The Rwanda Utility Regulatory Authority (Rura) and the City of Kigali have awarded three firms, including a cooperative, the deal to operate public transport in the city.
The firms that won the five-year transport deal; Kigali Bus Service (KBS), Rwanda Federation of Transport Cooperative (RFTC), and Royal Express, were announced yesterday.
It is hoped that this will streamline public transport in line with the Cabinet decision of October 2012 on public transport in Rwanda.
Each of the three firms will operate in designated areas of the four zones identified in the City of Kigali road network.
Road network zones
The zones include Zone I covering Kabuga-Mulindi-Remera-Kanombe to be plied by KBS; Zone II, which covers Kicukiro-Sonatubes-Niboye-Nyanza-Bwerankoli-Gikondo-Nyenyeli and Gikondo-Segem, was allocated to Royal Express; while RFTC, formerly Atraco, won tender for the other two zones.
RFTC will ensure transport in the biggest zone III that covers Kimironko-Kinamba-Gisozi- Nyabugogo-Batsinda and intra roads.
It will also operate in the fourth zone, which covers Gakinjiro-Stade Nyamirambo-Nyakabanda-Nyacyonga-Nyarugunga-Karuruma-Jabana-Nduba and other intra zone roads.
“We are not excluding mini-buses as many people speculated in the past, rather, we have made an inclusive system, with all the city corners covered,” said City mayor Fidele Ndayisaba.
He added that the mini-buses will be still needed to cover the routes with relatively few passengers within a specified zone.
Some routes such as Kacyiru-Maman Sportif, RDB INILAK-Shell, Kuri Mirongo ine-Rugunga, among others, have been allocated mini-buses better known as Twegerane, which will be picking passengers and dropping them off the main roads.
Ndayisaba cited reduction of time wastage as the main objective of the new system.
“The new system has come to solve the problem city residents have been facing in accessing public transport and it will ease movement in Kigali,” he said.
“This system will encourage the use of modern, smart and bigger buses appropriate for public transport on busy roads in the City of Kigali.”
The mayor said the companies agreed to bring many and good quality buses, according to the specifications so as to ensure that no passenger spends more than five minutes at a bus stop.
They also agreed to put in place a strong inspection team to avoid issues of abuse by drivers and/or passengers.
Under the new arrangement, it is mandatory for public transport buses to work from 5am to 11pm.
“If we know there are passengers in a certain place, we can even decide to work 24 hours,” said Col.

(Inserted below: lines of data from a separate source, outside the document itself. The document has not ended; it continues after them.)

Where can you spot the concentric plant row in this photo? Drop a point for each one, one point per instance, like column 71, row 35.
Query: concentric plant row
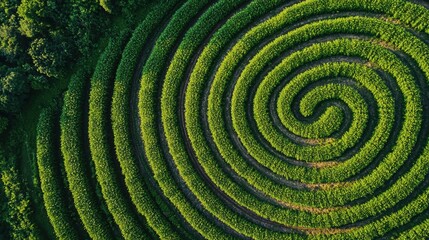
column 247, row 119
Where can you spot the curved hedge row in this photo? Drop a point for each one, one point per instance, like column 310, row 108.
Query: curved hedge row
column 50, row 179
column 251, row 120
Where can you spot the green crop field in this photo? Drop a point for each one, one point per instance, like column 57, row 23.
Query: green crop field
column 228, row 119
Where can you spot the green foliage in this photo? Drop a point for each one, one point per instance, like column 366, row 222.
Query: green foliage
column 19, row 210
column 50, row 178
column 76, row 165
column 252, row 119
column 99, row 144
column 3, row 124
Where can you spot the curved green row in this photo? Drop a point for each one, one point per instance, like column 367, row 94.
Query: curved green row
column 189, row 124
column 120, row 115
column 75, row 163
column 98, row 130
column 47, row 164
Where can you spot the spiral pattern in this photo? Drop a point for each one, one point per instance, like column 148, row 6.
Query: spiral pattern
column 267, row 120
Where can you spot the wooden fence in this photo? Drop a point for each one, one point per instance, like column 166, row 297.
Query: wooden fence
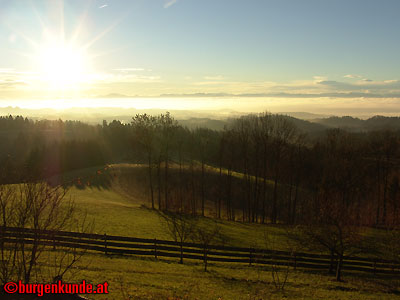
column 109, row 244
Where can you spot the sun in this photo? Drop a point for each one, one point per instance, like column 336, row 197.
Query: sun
column 61, row 65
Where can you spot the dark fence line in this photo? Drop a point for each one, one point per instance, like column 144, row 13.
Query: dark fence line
column 110, row 244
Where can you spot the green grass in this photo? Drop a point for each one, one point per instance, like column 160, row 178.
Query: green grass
column 117, row 213
column 142, row 278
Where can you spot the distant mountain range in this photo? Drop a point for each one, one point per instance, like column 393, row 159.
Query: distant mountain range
column 307, row 122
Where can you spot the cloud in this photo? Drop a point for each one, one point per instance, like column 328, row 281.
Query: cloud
column 218, row 77
column 129, row 69
column 352, row 76
column 170, row 3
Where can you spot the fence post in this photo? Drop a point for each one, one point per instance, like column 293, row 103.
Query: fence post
column 105, row 243
column 155, row 249
column 54, row 242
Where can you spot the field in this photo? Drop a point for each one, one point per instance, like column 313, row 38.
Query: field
column 117, row 212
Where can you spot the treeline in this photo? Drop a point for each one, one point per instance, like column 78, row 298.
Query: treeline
column 260, row 168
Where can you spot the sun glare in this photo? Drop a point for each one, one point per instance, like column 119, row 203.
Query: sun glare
column 62, row 66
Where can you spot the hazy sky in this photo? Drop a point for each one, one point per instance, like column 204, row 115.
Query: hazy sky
column 298, row 49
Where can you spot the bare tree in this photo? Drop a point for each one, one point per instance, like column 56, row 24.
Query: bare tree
column 206, row 235
column 36, row 206
column 180, row 228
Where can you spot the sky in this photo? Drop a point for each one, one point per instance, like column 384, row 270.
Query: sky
column 313, row 51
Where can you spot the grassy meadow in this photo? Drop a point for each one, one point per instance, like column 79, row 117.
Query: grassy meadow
column 118, row 210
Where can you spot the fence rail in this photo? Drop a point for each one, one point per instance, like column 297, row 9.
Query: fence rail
column 110, row 244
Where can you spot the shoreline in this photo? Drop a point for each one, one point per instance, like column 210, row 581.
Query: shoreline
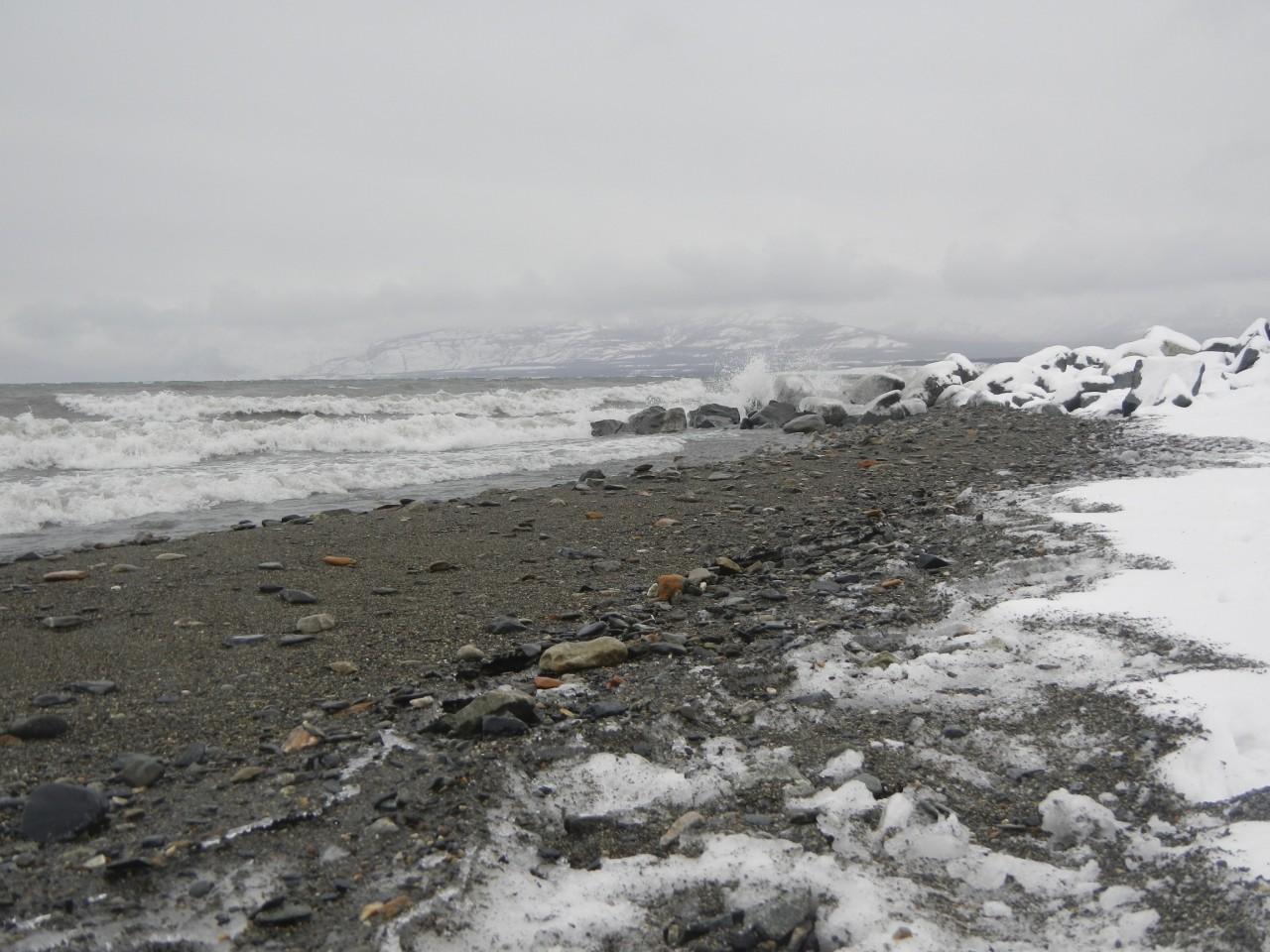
column 402, row 626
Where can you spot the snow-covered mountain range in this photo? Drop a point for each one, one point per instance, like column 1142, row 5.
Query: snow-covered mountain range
column 689, row 345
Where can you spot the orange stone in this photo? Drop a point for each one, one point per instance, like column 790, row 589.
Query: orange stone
column 66, row 575
column 359, row 707
column 668, row 587
column 300, row 739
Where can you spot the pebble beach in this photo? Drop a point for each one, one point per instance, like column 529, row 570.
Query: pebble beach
column 313, row 733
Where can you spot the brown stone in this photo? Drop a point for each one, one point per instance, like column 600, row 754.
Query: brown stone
column 581, row 655
column 300, row 739
column 668, row 587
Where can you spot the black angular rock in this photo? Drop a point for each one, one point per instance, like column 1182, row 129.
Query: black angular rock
column 63, row 621
column 280, row 911
column 506, row 625
column 774, row 416
column 39, row 728
column 139, row 770
column 94, row 687
column 705, row 416
column 500, row 726
column 647, row 421
column 190, row 754
column 53, row 699
column 607, row 428
column 62, row 811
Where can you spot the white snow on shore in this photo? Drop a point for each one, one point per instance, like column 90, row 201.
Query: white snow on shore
column 1209, row 526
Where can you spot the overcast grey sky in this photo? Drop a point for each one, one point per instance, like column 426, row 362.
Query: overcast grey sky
column 243, row 188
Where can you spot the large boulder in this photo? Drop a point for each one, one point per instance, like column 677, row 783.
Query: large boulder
column 468, row 719
column 657, row 419
column 934, row 379
column 1160, row 341
column 873, row 386
column 1152, row 385
column 775, row 414
column 885, row 407
column 707, row 416
column 807, row 422
column 607, row 428
column 676, row 420
column 1252, row 350
column 833, row 412
column 581, row 655
column 62, row 811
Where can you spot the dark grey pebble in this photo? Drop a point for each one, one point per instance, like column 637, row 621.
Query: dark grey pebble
column 63, row 621
column 139, row 770
column 929, row 561
column 603, row 708
column 506, row 625
column 282, row 914
column 190, row 754
column 39, row 728
column 500, row 726
column 59, row 811
column 241, row 640
column 593, row 630
column 53, row 699
column 94, row 687
column 579, row 552
column 128, row 866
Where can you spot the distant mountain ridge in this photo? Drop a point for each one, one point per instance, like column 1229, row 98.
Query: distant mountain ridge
column 690, row 345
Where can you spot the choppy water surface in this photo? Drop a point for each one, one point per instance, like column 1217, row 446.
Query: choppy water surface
column 102, row 461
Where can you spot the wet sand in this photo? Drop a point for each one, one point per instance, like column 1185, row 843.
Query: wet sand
column 366, row 819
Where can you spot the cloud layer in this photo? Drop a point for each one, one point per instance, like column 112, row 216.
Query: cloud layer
column 240, row 190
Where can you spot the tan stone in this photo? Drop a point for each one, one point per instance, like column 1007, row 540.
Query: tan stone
column 580, row 655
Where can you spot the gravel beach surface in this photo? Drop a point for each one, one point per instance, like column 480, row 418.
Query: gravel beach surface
column 310, row 734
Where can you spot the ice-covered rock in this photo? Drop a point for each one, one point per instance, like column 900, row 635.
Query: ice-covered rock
column 1072, row 819
column 1160, row 341
column 772, row 416
column 874, row 386
column 712, row 416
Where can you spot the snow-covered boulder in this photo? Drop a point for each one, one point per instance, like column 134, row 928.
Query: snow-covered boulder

Dodo Twahirwa, the president of RFTC, affirming their commitment to improving transport service in the city.
Asked whether the move had not left out many prospective individual investors in public transport business, Rura Director-General Regis Gatarayiha said it is meant to ensure proper regulation.
“This new strategy is in line with the new public transport policy approved by Cabinet last year and it will put in place a clear and favourable regulatory framework that encourages investment in public transport as a lucrative sector in the City of Kigali,” Gatarayiha said.
Charles Ngarambe, the executive chairperson of KBS, said they were ready to work with other companies left out because they still need quite many buses.
Statistics from the city indicate there are an estimated 200,000 passengers in Kigali daily.
The City has 800 mini-buses with capacity to carry 18 passengers, 250 mini buses carrying between 25 to 30 passengers, and 40 buses.
Control of quality
Gatarayiha and the City of Kigality officials appealed to Police and passengers to help monitor the compliance of the transport companies.
Companies have until August 30 to complete recruitment of drivers, paint their buses and set up a technical team to oversee the exercise.
Contracts will be signed soon, officials said.